There has been a lot of talk about the “irreconcilable differences” between surplus and deficit countries, for example, or between countries that are trying to engineer lower values of their currencies through monetary policies and other measures and other countries who are trying to prevent appreciation created by the inflow of hot money. No doubt that these issues have emerged as significant areas of friction between some major economies. There are growing fears of currency wars and trade wars, and these fears can at best only be partly alleviated by the platitudes coming out of summit documents.

But the obsession with imbalances ­obscures the lack of coherence on what should be the more significant question: what are to be the major drivers of growth for the world economy? Remarkably the countries that ought to be the most concerned about this seem to be the most confused, particularly from a developing country’s perspective.

The United States government, for example, mooted the extraordinary idea of capping the external deficits or surpluses (as proportion of GDP) of major countries – as if such a thing could be done realistically, or indeed as if the global economy has ever really required such a false notion of balance. The idea clearly got no traction at the summit, but in any case, simply trying to enforce balance is hardly likely to resolve the problem of revival of growth and employment. If anything, it will exacerbate them.
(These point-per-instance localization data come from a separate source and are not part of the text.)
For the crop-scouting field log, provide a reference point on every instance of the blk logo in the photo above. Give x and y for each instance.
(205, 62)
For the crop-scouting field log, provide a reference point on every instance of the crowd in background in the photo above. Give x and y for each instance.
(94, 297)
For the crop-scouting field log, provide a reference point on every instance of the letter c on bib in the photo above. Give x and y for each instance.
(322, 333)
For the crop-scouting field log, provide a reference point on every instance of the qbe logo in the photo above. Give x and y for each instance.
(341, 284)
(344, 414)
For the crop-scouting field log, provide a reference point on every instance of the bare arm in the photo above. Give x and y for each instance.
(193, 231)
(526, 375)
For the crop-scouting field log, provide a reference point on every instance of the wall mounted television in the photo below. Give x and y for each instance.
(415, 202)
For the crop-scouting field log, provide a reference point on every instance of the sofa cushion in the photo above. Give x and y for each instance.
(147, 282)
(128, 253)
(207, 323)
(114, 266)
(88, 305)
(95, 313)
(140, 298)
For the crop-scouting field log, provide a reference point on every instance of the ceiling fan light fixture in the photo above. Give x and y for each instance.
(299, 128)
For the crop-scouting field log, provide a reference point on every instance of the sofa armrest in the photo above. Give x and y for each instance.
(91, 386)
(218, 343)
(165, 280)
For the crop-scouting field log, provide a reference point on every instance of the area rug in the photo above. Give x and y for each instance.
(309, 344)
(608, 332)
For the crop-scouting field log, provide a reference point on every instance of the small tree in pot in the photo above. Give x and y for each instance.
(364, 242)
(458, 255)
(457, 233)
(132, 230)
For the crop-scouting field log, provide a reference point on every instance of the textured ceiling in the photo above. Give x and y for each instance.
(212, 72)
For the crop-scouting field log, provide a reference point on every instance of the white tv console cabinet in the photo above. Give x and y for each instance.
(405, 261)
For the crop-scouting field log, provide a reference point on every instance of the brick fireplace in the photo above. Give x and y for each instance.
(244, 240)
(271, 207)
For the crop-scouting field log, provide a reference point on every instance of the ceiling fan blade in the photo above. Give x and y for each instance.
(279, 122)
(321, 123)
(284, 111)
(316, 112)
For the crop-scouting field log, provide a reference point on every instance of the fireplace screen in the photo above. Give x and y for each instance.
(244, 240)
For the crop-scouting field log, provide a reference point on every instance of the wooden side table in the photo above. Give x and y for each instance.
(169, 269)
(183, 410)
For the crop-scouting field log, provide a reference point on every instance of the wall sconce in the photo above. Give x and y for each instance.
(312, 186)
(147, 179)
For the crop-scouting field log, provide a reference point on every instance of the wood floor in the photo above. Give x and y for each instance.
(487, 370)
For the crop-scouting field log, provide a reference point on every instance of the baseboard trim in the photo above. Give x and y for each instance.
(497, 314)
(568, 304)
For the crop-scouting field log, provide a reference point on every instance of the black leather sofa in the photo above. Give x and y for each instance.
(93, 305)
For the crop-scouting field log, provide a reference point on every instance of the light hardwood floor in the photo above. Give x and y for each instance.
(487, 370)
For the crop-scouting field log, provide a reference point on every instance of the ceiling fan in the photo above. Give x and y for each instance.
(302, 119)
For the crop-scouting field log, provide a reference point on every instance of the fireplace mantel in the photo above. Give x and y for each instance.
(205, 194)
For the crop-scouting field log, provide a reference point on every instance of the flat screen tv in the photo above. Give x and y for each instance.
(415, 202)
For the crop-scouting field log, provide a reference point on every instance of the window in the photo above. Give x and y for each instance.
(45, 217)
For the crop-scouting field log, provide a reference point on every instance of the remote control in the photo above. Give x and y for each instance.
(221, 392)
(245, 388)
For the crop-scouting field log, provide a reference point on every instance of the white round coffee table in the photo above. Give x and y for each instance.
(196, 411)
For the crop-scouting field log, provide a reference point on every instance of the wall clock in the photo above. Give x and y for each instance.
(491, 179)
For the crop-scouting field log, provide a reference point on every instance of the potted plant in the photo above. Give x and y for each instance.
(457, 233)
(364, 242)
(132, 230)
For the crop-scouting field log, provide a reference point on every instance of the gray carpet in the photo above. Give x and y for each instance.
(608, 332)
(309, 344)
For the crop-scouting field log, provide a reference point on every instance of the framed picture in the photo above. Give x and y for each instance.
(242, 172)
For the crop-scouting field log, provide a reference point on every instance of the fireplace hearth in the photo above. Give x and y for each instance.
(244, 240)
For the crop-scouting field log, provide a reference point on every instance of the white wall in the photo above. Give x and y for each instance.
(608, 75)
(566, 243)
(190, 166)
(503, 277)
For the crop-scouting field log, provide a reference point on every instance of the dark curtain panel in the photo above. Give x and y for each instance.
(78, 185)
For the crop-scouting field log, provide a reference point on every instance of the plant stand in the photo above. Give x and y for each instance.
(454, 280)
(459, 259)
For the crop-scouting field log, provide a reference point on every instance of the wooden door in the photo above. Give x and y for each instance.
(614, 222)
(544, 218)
The German position is at least as self-contradictory. On the one hand, the Germans want the US to reduce its external imbalance, which they have decided is a cause of many problems. Yet when the US Federal Reserve announces a policy of buying long-term bonds in order to provide more liquidity in the market, they rail against this strategy of bringing down the external value of the dollar. But surely such depreciation is one of the routes to greater “competitiveness” and achieving the trade balance that the Germans sup­posedly value?

Similarly, the Germans want the US to get into fiscal consolidation quickly, on the (wrong) presumption that this will not affect growth pros­pects. But if the private sector has to continue to wind down its debt, which it is already doing, then the slack has got to be taken up by the government or exports. If not, the US economy will not grow, and this will also affect demand for German exports.

It seems bizarre that global leaders have to be reminded that all countries cannot use net export growth as the route to expansion. But clearly this message has not yet struck home. How else can one explain the almost complete absence of any meaningful measures to enable sustained expansion of demand from low income countries, which is really the only sustainable and equitable way out of this global dilemma?

Clearly, this latest G20 Summit displayed lack of cohesion and imagination. But what is more startling is the extent of which it displayed the paucity of ordinary economic sense among those who currently control the world’s destiny.